歯周病と全身疾患との因果関係

最近の研究では、歯周病菌によって全身疾患が起こることがわかってきました。

脳梗塞、心臓病、糖尿病、肺炎、早産、がん、骨そしょう症などに関与しています。歯周病の患者さんは、そうでない人に比べて心臓発作を起こす危険が2.8倍、早産の確率が7.5倍高いと報告されています。

そのためアメリカでは「歯磨きをしますか?それとも歯磨きをサボって病気になって死にますか?」とまで言われています。

歯周病菌が脳梗塞や心臓病など動脈硬化のリスクを高める

動脈硬化を起こしている血管のさいぼ王から歯周病菌を検出

歯周病菌による炎症から血管がつまりやすくなり、動脈硬化を招き心筋梗塞や狭心症などを引き起こすことがあります。また心臓の内側にある心内膜の炎症を引き起こし、細菌性心内膜炎になる場合もあります。

歯周病は糖尿病を悪化させる

歯周病の炎症が起こると、血中にインスリンの働きを妨げる物質(TNF-α)が出てきて、血糖値が下がりにくくなります。

糖尿病と歯周病の負のスパイラル

歯周病菌が誤嚥性肺炎の原因となる


唾液の中の歯周病菌が胃に入れば、胃酸で殺菌されるのでいいのですが、誤って気管に入って肺炎を起こすことがあります。

妊婦さんには早産や低体重児出産の可能性がある

歯周病菌の刺激によって産生されたサイトカイン(インターロイキン、インターフェロンなど)の作用として、妊婦に対して低体重児出産(2500g以下)を促すことが報告されています。歯周病の妊婦は、歯周病でない妊婦に比べて、早産や未熟児を出産する確率が7倍にもなるといわれています。

妊婦における早期低体重児出産の危険率

骨粗しょう症とは、骨量が減少し骨の構造が弱くなる病気です。骨粗しょう症の約90%が女性で、女性ホルモンである「エストロゲン」が急激に減少する閉経期以降から患者数が増加します。

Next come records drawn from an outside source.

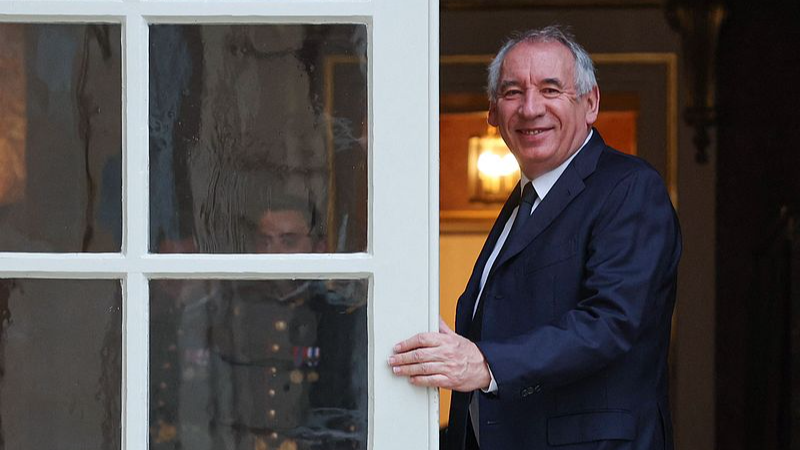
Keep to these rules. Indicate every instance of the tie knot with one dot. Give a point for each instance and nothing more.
(528, 195)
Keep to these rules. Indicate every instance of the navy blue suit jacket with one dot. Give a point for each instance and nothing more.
(576, 323)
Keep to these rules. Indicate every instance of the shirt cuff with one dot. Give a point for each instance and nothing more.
(492, 385)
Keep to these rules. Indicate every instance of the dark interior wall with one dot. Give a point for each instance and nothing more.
(617, 30)
(758, 169)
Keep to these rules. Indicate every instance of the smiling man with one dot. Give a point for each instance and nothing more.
(562, 333)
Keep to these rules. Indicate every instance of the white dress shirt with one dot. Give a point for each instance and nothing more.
(542, 184)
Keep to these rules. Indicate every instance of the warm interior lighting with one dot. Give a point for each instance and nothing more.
(493, 171)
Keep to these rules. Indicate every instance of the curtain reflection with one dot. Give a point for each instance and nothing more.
(60, 364)
(241, 112)
(60, 138)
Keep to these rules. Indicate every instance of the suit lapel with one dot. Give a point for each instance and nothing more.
(467, 303)
(568, 186)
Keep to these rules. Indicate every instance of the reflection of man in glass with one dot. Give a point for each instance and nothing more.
(289, 356)
(261, 364)
(287, 227)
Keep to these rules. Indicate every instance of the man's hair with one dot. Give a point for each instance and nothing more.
(584, 67)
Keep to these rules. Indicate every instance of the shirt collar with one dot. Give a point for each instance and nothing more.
(544, 182)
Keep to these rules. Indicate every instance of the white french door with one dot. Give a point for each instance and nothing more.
(216, 219)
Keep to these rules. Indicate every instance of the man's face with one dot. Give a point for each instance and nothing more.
(284, 231)
(538, 111)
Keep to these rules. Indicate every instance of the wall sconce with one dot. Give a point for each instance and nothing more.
(698, 22)
(492, 169)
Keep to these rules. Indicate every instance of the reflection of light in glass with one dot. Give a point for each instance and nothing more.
(494, 165)
(13, 114)
(497, 169)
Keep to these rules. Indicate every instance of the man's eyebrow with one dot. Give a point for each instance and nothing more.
(553, 81)
(508, 83)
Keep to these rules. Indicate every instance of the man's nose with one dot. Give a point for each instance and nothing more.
(532, 104)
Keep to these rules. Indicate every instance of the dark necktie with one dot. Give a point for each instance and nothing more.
(523, 214)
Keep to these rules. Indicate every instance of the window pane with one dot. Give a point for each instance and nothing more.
(251, 119)
(60, 138)
(258, 364)
(60, 364)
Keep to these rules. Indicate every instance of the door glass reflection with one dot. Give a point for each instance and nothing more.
(60, 364)
(251, 119)
(60, 138)
(258, 364)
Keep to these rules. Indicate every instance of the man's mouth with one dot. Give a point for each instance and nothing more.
(532, 132)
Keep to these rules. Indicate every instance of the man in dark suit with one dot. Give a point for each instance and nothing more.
(562, 333)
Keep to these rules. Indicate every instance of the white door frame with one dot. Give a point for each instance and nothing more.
(402, 260)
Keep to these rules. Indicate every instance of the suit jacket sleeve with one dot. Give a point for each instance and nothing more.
(628, 284)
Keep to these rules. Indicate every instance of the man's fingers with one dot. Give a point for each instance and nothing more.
(426, 368)
(417, 341)
(417, 356)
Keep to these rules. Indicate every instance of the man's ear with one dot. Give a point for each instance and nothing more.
(492, 118)
(592, 99)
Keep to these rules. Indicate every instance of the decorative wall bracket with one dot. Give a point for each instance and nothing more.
(698, 22)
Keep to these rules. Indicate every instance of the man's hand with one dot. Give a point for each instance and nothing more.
(442, 359)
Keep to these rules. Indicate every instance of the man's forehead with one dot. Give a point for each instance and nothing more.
(286, 220)
(547, 60)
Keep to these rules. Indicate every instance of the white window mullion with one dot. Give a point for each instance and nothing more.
(135, 152)
(135, 382)
(136, 215)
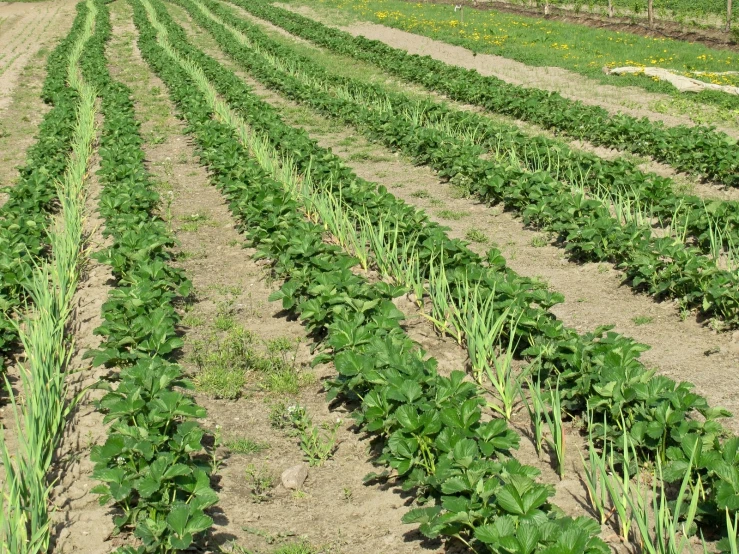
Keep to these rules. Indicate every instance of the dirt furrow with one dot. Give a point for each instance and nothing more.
(633, 101)
(681, 347)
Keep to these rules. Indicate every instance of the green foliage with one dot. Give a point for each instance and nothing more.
(429, 428)
(148, 465)
(318, 443)
(243, 445)
(261, 481)
(582, 221)
(543, 42)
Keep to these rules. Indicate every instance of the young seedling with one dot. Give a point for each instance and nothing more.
(261, 481)
(550, 405)
(534, 409)
(317, 443)
(596, 489)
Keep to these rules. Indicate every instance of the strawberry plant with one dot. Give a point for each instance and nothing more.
(378, 366)
(148, 466)
(694, 149)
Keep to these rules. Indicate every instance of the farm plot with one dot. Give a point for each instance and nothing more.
(249, 268)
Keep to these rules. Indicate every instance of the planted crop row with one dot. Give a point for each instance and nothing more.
(414, 411)
(149, 464)
(711, 224)
(24, 218)
(664, 266)
(699, 150)
(40, 405)
(599, 370)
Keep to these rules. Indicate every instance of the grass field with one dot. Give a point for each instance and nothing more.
(538, 42)
(269, 286)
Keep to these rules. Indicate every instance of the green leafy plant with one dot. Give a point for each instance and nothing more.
(318, 443)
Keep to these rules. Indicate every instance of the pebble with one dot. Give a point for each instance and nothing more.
(294, 477)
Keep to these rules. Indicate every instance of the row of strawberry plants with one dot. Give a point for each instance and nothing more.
(151, 464)
(24, 217)
(430, 426)
(600, 369)
(654, 196)
(41, 402)
(664, 266)
(692, 149)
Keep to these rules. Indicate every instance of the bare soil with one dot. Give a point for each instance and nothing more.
(595, 294)
(333, 511)
(692, 184)
(28, 32)
(28, 28)
(80, 523)
(633, 101)
(711, 37)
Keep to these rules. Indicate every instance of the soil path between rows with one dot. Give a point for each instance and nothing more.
(27, 29)
(684, 182)
(595, 295)
(333, 509)
(633, 101)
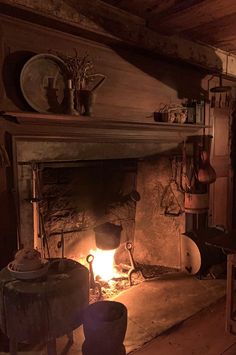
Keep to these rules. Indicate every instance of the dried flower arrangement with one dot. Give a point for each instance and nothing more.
(80, 70)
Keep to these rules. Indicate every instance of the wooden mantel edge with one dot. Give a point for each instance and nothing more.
(43, 118)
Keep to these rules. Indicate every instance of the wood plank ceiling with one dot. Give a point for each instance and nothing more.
(212, 22)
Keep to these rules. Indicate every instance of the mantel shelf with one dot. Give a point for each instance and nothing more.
(40, 118)
(98, 129)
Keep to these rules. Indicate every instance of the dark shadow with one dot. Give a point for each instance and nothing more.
(184, 78)
(233, 160)
(173, 72)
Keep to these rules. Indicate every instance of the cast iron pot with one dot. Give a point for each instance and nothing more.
(107, 236)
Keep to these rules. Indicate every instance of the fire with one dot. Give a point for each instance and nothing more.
(103, 264)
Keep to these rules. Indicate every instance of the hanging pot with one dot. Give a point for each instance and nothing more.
(107, 236)
(196, 203)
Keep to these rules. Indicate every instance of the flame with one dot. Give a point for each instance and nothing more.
(103, 264)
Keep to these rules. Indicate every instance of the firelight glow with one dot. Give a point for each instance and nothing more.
(103, 263)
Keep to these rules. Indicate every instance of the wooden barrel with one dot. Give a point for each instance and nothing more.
(40, 310)
(105, 324)
(196, 256)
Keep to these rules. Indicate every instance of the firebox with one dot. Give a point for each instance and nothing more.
(68, 189)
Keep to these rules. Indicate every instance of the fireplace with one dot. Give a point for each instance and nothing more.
(67, 185)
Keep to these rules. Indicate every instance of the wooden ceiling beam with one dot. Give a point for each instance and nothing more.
(196, 15)
(119, 26)
(138, 34)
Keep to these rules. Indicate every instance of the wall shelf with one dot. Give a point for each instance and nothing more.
(97, 129)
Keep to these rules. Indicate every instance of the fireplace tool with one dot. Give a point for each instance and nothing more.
(134, 269)
(93, 285)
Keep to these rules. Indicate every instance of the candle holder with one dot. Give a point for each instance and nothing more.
(70, 99)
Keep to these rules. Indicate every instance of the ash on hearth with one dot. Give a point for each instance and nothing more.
(116, 285)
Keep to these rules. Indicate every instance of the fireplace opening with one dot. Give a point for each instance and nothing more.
(86, 211)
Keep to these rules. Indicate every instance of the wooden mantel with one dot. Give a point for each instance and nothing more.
(92, 129)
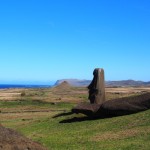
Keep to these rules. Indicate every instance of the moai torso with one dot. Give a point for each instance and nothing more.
(97, 87)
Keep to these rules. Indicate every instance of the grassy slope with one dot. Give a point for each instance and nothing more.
(124, 133)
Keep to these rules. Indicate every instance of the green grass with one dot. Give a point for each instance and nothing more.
(131, 132)
(124, 133)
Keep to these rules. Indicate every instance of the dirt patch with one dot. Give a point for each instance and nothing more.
(11, 140)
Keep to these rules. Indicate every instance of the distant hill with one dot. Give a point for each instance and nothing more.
(74, 82)
(77, 82)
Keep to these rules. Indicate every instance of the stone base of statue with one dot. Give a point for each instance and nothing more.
(116, 107)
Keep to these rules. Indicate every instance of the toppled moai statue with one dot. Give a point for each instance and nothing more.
(97, 87)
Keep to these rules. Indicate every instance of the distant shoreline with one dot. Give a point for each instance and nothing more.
(8, 86)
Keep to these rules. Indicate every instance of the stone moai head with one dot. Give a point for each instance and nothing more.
(97, 87)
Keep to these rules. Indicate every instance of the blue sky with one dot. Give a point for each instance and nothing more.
(46, 40)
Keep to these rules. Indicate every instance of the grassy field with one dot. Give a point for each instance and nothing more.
(44, 115)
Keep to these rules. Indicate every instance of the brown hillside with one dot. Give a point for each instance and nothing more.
(63, 85)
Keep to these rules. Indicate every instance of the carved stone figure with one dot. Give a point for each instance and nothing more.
(97, 87)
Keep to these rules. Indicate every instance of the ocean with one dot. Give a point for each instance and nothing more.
(6, 86)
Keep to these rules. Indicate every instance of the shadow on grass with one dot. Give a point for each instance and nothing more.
(75, 119)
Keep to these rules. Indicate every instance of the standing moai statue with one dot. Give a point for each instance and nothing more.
(97, 87)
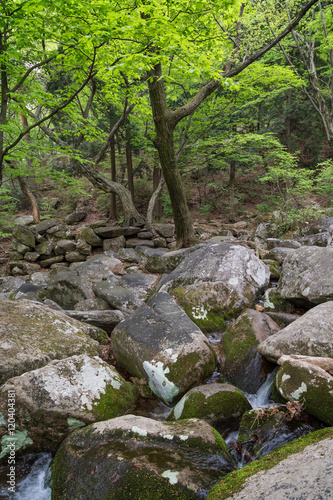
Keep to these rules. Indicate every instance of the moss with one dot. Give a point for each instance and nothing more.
(210, 319)
(234, 481)
(114, 402)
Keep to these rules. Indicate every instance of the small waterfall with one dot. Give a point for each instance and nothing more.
(263, 396)
(33, 485)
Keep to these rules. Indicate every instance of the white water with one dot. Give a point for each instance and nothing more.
(35, 485)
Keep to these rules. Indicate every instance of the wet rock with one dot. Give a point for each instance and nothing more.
(306, 276)
(67, 394)
(216, 282)
(67, 289)
(242, 365)
(311, 385)
(141, 458)
(160, 343)
(32, 335)
(220, 405)
(310, 335)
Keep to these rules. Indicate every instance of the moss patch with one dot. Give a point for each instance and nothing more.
(234, 481)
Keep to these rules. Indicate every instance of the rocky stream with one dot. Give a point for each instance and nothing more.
(129, 369)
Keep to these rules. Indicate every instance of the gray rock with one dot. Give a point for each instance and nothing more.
(220, 405)
(135, 242)
(89, 235)
(310, 335)
(76, 217)
(25, 236)
(67, 289)
(215, 282)
(83, 247)
(93, 270)
(242, 364)
(64, 246)
(117, 297)
(106, 320)
(128, 255)
(311, 385)
(32, 335)
(42, 227)
(114, 244)
(141, 456)
(306, 474)
(69, 393)
(160, 343)
(276, 242)
(113, 232)
(306, 276)
(75, 257)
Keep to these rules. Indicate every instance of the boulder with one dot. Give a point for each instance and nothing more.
(242, 365)
(306, 276)
(106, 320)
(89, 235)
(32, 335)
(25, 236)
(52, 401)
(262, 430)
(310, 335)
(67, 289)
(75, 217)
(220, 405)
(137, 457)
(118, 297)
(160, 343)
(311, 385)
(216, 282)
(300, 469)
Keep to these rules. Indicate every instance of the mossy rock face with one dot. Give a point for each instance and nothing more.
(221, 405)
(33, 334)
(141, 458)
(236, 481)
(217, 279)
(160, 343)
(309, 384)
(262, 430)
(310, 335)
(51, 401)
(243, 366)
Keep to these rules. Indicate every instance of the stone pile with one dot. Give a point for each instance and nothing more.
(52, 244)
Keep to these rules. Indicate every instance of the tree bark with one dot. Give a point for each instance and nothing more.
(129, 162)
(113, 211)
(164, 127)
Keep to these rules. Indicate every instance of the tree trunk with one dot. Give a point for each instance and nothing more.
(164, 127)
(131, 215)
(157, 175)
(26, 191)
(113, 211)
(129, 162)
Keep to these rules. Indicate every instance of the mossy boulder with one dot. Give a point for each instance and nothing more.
(215, 282)
(262, 430)
(51, 401)
(160, 343)
(311, 385)
(310, 335)
(242, 365)
(136, 457)
(32, 335)
(303, 465)
(306, 276)
(220, 405)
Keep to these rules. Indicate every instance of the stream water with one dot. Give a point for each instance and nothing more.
(33, 471)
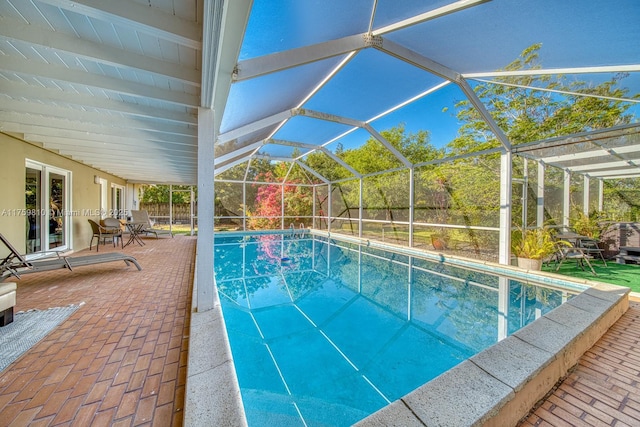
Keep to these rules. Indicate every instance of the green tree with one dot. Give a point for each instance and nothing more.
(527, 115)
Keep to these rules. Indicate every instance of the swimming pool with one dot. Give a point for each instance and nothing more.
(325, 332)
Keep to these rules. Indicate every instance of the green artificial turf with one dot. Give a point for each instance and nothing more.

このエストロゲンの分泌量が低下すると全身の骨密度に大きく影響し、同じように歯を支える歯槽骨にも危険因子となり、歯周病の進行にも関わってる ことが最近わかってきました。

敗血症、感染性心内膜炎などへの移行

お口の中が不潔になり、歯にプラーク(歯垢)がたまると、歯ぐきに炎症が起きて腫れます。この状態で、食事をしたり、歯みがきをすると一過性に歯周病菌が血管内に入り菌血症を生じます。全身状態が悪く抵抗力が低下している高齢者では、敗血症に移行することもあります。心不全をお持ちの方は、血管内に入った口腔細菌が心内膜に付着、繁殖し、感染性心内膜炎を発症します。

歯周病になる可能性は誰にでもあります

歯周病になる可能性は誰にでもあり、30歳以上の成人の80%は歯周病にかかっているもしくは予備軍といわれています。
炎症を引き起こす口の中の細菌のすみかとなるプラークや歯石を歯みがきや歯科医院での健診で定期的に除去して予防することが大切です。